As correntes mais conservadoras do catolicismo costumam descrever o iluminismo como um conjunto de movimentos anti-religiosos, que ambicionavam substituir a fé pela razão, geradores de linhas de pensamento políticos tão nefastos como o comunismo ou o nazismo. Também Bento XVI assume uma posição idêntica; ao ler o livro Fé, Verdade e Tolerância: o Cristianismo e as Grandes Religiões do Mundo, fica-se com a impressão que este foi apenas um movimento filosófico de carácter exclusivista cuja ambição era impor a razão como fonte única de autoridade e conhecimento (p.31). No excerto seguinte, Bento XVI elucida-nos sobre a sua posição
Todo o iluminismo se caracteriza pela vontade de emancipação, primeiro no sentido do lema de Kant: sapere audare – tem a audácia de usar a própria razão. Trata-se, por parte da razão individual, da ruptura com todas as ligações à autoridade, as quais têm todas de ser sujeitas a exame crítico. Apenas o discernimento da razão é aceite como válido. (…) Só a razão é soberana; em última análise, não deve haver outra autoridade a não ser a da razão. Apenas vale o que pode ser compreendido; o que não é razoável, isto é, compreendido, não pode ser obrigatório. (p. 210-211)Como já aqui escrevi uma vez, esta é uma perspectiva muito redutora da história. Na verdade, a Idade das Luzes foi muito mais do que isso. Os historiadores descrevem o Iluminismo como um movimento intelectual, cultural e filosófico que inspirou diversas correntes de pensamento político, social, científico e religioso. Os seus defensores advogavam que a tirania, as superstições e as tradições que tinham dominado a Europa durante a idade média deviam ser substituídas por valores como a liberdade, a democracia e o uso da razão esclarecida.
Estranhamente, ao longo do livro do então Cardeal Ratzinger não se encontra qualquer referência ao iluminismo enquanto movimento inspirador de ideais como a liberdade e a democracia.
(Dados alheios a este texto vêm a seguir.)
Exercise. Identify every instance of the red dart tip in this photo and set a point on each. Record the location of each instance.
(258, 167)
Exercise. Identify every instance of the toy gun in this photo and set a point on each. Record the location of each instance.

Para actual o líder da Igreja Católica, o iluminismo é a “pura religião da razão [que] depressa se desmoronou”; é uma máquina de vapor que está a deixar de funcionar (p. 208); é um ideal que retira importância à religião, “restando-lhe pouco mais do que uma função formal no sentido de um cerimonial político” (p.28-29).
Entre os frutos do iluminismo encontram-se vários movimentos revolucionários que se opunham a sistemas repressivos vigentes em matéria política, religiosa e moral. As revoluções francesa e americana são consideradas como tendo sido inspiradas nos ideais iluministas. É claro que não podemos esquecer que o Iluminismo também gerou as suas violências na forma de teorias políticas dogmáticas tão prejudiciais à humanidade como as ortodoxias religiosas que o precederam.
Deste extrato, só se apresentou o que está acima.